One thing everyone agrees on is that our economy cannot sustain the amount of money we spend on healthcare. That was clear even before the Wall Street meltdown, and it’s even more true now. The United States spends 16% its gross domestic product (GDP) on healthcare, a figure half again that of the next highest spending country (Switzerland, at 11%). Most other European countries spend 9-10%. We also spend much more per capita than anybody else. (These figures are from 2003, but little has changed since then — if anything, it’s worse.)
Not only do we spend more than anybody else, but by many measures, as a society we get much less for our money. That is, in spite of our high healthcare bills, the United States does not compare well with other countries in many measures of health.
What’s to be done? How can we find ways to spend less on healthcare but get better value for our dollar? One answer is that much of the money we spend is on unproven or even worthless treatments. Many authorities advocate we establish an independent agency of some kind to evaluate which treatments work and which ones don’t. Britain already has such an agency, called the National Institute for Health and Clinical Excellence. The way it works is that patients and physicians are free to use a non-approved treatment, but insurance won’t pay for it. As you can read in the linked article, there are some vocal opponents to the agency, something probably inevitable. But in the words of its director: “We are not trying to be unkind or cruel. We are trying to look after everybody.”

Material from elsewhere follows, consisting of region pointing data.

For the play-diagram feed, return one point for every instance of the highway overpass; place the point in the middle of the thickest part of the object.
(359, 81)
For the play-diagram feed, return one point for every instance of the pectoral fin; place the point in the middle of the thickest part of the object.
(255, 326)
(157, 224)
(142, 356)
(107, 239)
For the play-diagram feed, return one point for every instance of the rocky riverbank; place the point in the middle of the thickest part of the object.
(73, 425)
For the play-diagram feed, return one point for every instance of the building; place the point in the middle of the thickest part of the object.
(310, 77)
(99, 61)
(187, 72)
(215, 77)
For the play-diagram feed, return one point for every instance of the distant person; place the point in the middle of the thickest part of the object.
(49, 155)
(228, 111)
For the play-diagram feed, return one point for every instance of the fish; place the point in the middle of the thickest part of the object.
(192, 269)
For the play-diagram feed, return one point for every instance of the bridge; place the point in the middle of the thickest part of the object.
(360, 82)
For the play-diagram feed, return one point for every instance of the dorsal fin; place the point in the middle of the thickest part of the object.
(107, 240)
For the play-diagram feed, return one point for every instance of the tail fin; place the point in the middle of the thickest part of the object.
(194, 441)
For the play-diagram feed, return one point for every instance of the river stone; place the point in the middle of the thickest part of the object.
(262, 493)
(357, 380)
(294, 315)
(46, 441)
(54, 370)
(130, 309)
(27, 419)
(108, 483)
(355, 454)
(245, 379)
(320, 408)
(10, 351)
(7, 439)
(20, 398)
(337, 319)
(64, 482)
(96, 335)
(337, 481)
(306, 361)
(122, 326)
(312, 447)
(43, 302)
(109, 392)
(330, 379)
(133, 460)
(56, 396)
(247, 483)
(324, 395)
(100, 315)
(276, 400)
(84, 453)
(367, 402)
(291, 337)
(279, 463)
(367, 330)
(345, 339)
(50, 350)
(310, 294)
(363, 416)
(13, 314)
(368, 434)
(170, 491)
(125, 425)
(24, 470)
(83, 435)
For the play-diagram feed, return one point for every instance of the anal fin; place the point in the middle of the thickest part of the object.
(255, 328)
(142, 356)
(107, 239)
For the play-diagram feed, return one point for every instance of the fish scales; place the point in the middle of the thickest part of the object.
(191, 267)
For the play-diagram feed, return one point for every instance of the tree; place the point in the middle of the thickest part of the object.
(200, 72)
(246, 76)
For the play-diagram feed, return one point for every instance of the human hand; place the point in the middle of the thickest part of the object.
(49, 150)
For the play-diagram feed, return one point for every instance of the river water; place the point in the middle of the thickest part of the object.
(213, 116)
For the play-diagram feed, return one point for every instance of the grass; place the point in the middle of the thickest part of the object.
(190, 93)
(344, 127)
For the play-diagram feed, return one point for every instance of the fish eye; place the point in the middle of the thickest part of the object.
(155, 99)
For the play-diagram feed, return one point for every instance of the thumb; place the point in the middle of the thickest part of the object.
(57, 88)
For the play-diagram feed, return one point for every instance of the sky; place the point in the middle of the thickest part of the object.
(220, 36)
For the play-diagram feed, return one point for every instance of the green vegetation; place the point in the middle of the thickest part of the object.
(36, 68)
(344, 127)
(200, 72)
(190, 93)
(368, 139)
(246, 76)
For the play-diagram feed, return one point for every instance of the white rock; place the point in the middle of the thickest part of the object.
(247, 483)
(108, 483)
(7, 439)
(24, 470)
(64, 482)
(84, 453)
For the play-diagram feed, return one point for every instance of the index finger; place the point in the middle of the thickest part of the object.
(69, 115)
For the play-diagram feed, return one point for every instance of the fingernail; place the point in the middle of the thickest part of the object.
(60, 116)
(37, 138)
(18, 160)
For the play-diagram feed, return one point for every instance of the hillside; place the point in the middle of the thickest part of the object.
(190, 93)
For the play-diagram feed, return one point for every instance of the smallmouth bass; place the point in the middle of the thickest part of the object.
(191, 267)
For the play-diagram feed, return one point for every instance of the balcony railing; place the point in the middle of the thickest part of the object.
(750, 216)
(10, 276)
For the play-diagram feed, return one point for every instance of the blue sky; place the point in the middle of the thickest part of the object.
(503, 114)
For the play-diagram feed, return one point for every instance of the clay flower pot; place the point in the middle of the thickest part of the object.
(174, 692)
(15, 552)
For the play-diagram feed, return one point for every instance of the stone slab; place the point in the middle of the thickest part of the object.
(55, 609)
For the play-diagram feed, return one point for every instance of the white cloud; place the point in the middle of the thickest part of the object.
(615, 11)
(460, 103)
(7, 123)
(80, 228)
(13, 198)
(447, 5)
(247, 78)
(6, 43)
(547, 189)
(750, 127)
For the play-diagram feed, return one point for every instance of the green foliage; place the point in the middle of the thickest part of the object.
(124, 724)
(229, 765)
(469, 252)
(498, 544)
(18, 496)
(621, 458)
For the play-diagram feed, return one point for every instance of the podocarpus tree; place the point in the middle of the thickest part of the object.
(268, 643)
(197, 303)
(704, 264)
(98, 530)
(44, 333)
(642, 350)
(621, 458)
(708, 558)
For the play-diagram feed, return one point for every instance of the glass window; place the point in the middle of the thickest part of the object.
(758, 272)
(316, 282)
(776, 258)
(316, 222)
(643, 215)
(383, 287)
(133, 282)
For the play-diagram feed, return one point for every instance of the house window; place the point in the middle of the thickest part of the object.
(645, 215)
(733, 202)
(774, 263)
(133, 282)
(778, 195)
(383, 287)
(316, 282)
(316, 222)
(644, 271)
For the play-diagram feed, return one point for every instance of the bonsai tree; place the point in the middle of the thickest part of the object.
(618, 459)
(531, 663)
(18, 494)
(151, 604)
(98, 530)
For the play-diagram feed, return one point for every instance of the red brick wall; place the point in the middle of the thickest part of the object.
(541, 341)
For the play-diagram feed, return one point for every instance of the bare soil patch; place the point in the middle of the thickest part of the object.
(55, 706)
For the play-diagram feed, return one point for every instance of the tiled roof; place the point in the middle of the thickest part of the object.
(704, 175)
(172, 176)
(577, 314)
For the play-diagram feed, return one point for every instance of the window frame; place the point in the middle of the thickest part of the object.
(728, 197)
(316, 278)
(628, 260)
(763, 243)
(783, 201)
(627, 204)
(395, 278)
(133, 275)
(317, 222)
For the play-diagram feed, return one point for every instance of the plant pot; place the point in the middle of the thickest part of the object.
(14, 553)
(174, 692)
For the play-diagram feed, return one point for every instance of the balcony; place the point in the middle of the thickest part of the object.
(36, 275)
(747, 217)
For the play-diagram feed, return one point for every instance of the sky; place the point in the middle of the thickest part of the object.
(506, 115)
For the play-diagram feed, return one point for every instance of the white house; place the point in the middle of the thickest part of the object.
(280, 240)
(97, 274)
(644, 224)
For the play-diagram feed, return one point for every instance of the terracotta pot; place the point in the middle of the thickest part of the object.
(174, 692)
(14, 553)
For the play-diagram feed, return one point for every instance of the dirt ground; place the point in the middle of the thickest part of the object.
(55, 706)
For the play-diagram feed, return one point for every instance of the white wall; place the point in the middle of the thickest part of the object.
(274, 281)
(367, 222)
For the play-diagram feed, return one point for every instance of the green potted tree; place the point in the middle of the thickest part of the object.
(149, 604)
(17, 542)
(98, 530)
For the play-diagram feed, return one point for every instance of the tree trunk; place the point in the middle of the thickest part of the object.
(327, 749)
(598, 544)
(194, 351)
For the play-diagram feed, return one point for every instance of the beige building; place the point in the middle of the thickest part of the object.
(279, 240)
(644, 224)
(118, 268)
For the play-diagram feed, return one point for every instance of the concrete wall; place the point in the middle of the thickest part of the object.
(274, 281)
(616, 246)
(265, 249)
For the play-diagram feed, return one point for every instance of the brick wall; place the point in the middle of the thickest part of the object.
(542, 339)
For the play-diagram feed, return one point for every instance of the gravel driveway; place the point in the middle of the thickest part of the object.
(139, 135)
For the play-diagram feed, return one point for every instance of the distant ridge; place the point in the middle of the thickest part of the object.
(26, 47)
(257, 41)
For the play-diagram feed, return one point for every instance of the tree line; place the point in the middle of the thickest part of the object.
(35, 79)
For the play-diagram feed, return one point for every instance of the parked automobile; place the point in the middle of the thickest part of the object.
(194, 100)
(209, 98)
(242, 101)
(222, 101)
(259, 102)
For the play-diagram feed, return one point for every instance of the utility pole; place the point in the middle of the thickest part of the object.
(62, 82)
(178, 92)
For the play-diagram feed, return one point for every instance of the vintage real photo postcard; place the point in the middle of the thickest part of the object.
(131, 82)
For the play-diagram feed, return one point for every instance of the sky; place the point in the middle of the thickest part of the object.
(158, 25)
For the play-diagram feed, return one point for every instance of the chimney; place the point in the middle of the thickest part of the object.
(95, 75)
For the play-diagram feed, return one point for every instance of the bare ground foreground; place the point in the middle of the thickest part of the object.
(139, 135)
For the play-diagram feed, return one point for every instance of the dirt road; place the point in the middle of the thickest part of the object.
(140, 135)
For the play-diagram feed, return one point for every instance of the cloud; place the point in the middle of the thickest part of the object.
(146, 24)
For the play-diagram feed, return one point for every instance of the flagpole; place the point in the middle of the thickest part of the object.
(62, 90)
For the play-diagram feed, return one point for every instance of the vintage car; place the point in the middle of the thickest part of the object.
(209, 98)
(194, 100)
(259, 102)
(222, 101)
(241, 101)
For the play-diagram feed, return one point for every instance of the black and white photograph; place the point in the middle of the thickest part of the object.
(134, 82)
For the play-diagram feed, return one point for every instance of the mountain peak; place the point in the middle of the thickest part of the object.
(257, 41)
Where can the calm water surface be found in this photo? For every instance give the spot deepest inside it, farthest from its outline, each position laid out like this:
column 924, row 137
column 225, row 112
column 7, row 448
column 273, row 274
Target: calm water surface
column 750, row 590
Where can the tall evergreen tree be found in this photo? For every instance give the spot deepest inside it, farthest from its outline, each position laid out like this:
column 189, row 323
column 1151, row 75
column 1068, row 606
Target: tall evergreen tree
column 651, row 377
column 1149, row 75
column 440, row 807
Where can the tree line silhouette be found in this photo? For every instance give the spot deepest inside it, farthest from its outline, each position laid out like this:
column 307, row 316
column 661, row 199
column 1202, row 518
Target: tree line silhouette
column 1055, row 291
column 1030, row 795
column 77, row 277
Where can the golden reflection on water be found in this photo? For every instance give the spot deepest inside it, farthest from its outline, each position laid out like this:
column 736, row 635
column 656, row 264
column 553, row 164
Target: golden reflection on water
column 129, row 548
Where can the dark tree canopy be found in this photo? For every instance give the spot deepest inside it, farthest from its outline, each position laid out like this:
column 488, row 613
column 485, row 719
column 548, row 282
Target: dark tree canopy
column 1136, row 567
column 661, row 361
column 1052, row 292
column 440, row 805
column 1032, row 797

Opponents of such a concept complain this represents rationing of health care, because inevitably it would mean that patients won’t get all they may want. This is true, but in fact we’re already rationing care; we just use a more insidious method. Anyway, what else are we to do? There is simply not enough money, especially now, to pay for everything. It’s time we recognize that. An independent evaluation agency of this sort would make the decision-making process transparent and fair.